Il faudra donc, pour échapper à l'imputation d'être un théoriste, un homme dangereux, renoncer à tout ce qui nous élève au-dessus de la classe inculte qui ne pense point.

« Le plan que vous proposez, je le rejette parce » que l'objet en est mauvais ; ou si l'objet est bon, » les moyens ne sont pas propres à l'atteindre. » Si c'est là ce que vous entendez, ne pouvez-vous pas le dire? Cette manière d'objecter ne serait-elle pas plus utile, plus franche, plus honnête, plus

d'accord avec le bon sens, que ce vain reproche de spéculation et de théorie?

II. Utopie.

Il y a un cas où le mot utopie peut être employé, à juste titre, dans un sens de réprobation, lorsqu'on s'en sert pour caractériser un plan dont on promet les plus heureux effets, sans qu'il renferme aucune cause équivalente pour les produire.

L'Utopie de Sir Thomas Morus représente un gouvernement imaginaire où le bonheur public est porté au plus haut degré que l'auteur eût pu concevoir.

En considérant le siècle où il a écrit et l'espèce de religion qu'il professait avec un zèle si honnête et si opiniâtre, on peut bien présumer que les institutions politiques dont il faisait dériver de si beaux effets, n'étaient point capables de les pro

duire.

Il en est de même de tous les autres romans de félicité politique. Le romancier fait les hommes comme il les veut; il dispose des circonstances comme il lui convient ; il écarte à son gré les obstacles; il ne cherche point de rapport entre le but et les moyens, entre le bonheur qu'il décrit et les institutions dont il trace le tableau. Son utopie est une terre magique qui donne des moissons sans

culture, ou, pour mieux dire encore, c'est une terre qui porte du froment où on a semé de l'ivraie.*

III. Bon en théorie, mauvais en pratique.

Rien de plus commun que cette expression, et rien de plus faux que l'idée qu'elle énonce. Un projet plausible, et même très - plausible, peut échouer dans l'exécution, sans qu'il y ait de la faute des hommes. Pourquoi? c'est qu'il y avait quelque erreur cachée dans la théorie.

Que dans le nombre des circonstances qui doivent concourir au succès d'un plan, l'inventeur en omette quelqu'une dans le calcul des effets, son plan se trouvera défectueux dans la pratique, et d'autant plus défectueux, que la circonstance omise sera plus importante.

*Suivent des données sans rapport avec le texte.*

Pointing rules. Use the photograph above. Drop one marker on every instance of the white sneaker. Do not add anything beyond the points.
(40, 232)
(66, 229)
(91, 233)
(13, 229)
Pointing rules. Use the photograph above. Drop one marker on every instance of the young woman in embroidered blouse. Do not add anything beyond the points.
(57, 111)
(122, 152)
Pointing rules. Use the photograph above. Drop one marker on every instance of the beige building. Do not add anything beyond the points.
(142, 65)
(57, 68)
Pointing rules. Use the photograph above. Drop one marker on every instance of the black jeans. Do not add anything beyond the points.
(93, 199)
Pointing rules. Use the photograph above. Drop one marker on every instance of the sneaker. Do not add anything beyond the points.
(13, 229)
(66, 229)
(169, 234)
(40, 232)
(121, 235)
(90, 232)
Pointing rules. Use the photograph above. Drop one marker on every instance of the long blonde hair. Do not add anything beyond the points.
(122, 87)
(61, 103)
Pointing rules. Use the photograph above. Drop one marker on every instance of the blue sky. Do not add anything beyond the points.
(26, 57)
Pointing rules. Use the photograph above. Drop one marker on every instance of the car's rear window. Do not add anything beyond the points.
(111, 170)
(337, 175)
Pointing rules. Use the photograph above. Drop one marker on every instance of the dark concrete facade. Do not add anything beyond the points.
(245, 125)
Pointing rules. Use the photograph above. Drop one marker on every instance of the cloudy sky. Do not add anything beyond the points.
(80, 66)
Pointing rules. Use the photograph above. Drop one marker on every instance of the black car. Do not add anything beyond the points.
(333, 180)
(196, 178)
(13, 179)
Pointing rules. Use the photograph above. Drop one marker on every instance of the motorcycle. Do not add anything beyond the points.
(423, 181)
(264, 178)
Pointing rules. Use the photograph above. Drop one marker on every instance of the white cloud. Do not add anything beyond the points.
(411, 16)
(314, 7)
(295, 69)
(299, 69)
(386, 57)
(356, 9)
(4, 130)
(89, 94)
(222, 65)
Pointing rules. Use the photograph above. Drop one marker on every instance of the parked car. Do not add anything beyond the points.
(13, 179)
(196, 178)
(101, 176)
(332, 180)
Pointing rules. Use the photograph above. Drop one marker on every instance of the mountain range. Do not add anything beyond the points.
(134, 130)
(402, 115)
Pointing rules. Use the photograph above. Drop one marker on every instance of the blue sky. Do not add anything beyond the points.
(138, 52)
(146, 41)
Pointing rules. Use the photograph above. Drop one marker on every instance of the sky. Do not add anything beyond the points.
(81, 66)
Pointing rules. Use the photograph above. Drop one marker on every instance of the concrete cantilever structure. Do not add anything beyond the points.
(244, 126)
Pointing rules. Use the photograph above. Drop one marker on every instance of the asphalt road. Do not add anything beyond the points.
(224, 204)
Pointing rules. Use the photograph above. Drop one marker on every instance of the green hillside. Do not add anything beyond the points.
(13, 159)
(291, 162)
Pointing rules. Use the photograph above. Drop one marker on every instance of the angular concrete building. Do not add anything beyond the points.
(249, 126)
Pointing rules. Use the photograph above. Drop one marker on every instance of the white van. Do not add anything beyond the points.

Il y a quelques années qu'on fit beaucoup de bruit à Londres d'un projet pour éclairer toutes les rues de cette immense ville avec le gaz hydrogène. L'auteur, tout occupé de ses calculs de profit,

* Ainsi, dans son Télémaque, Fénelon fait une description charmante du bonheur de la Bétique, fondé sur la communauté des biens, c'est-à-dire sur la plus nuisible de toutes les institutions. Dans Salente, il met tout le commerce entre les mains du gouvernement, c'est-à-dire qu'il attribue la prospérité de cette ville naissante au régime qui aurait été le plus propre à la détruire.